The cruiser participated in races, some of considerable length. Manly and the cruiser are shown as running and winning the 368.5 nmi Baltimore to Camden race in 1915. By 1917 the cruiser was owned by J. E. Stanton Jr. of New Bedford, Massachusetts with the cruiser registered in New York.

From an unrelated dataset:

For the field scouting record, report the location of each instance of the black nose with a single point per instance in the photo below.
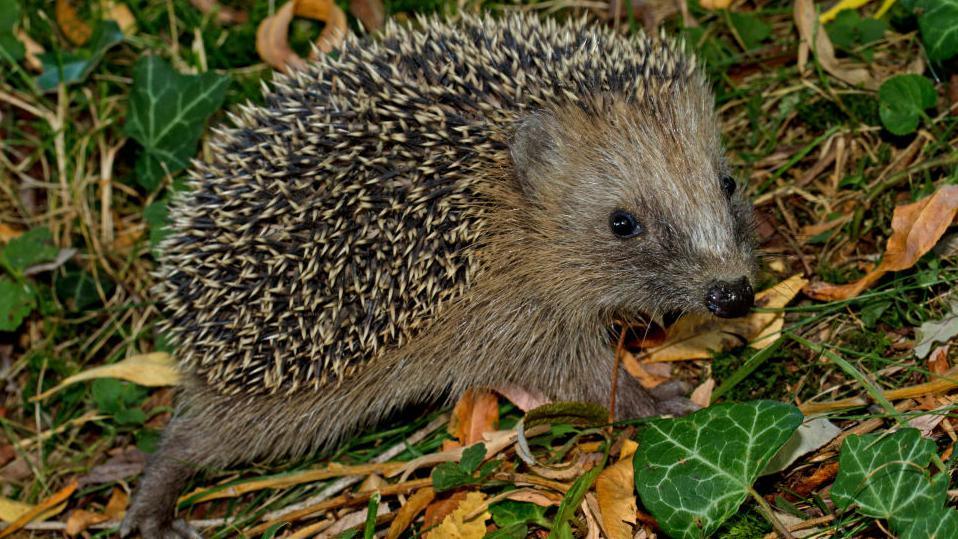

The United States Navy acquired the vessel from Stanton under free lease on 29 May 1917 for use during World War I as the Section Patrol vessel USS Charmian II (SP-696). The cruiser was assigned to the 2nd Naval District in southern New England, Charmian II served on patrol duty for the rest of World War I. The Navy returned Charmian II to Stanton on 25 November 1918.

The 1930 U.S. register shows the cruiser as owned by Richard Malcomson of New York with the 1931 register listing Charmian II as "abandoned."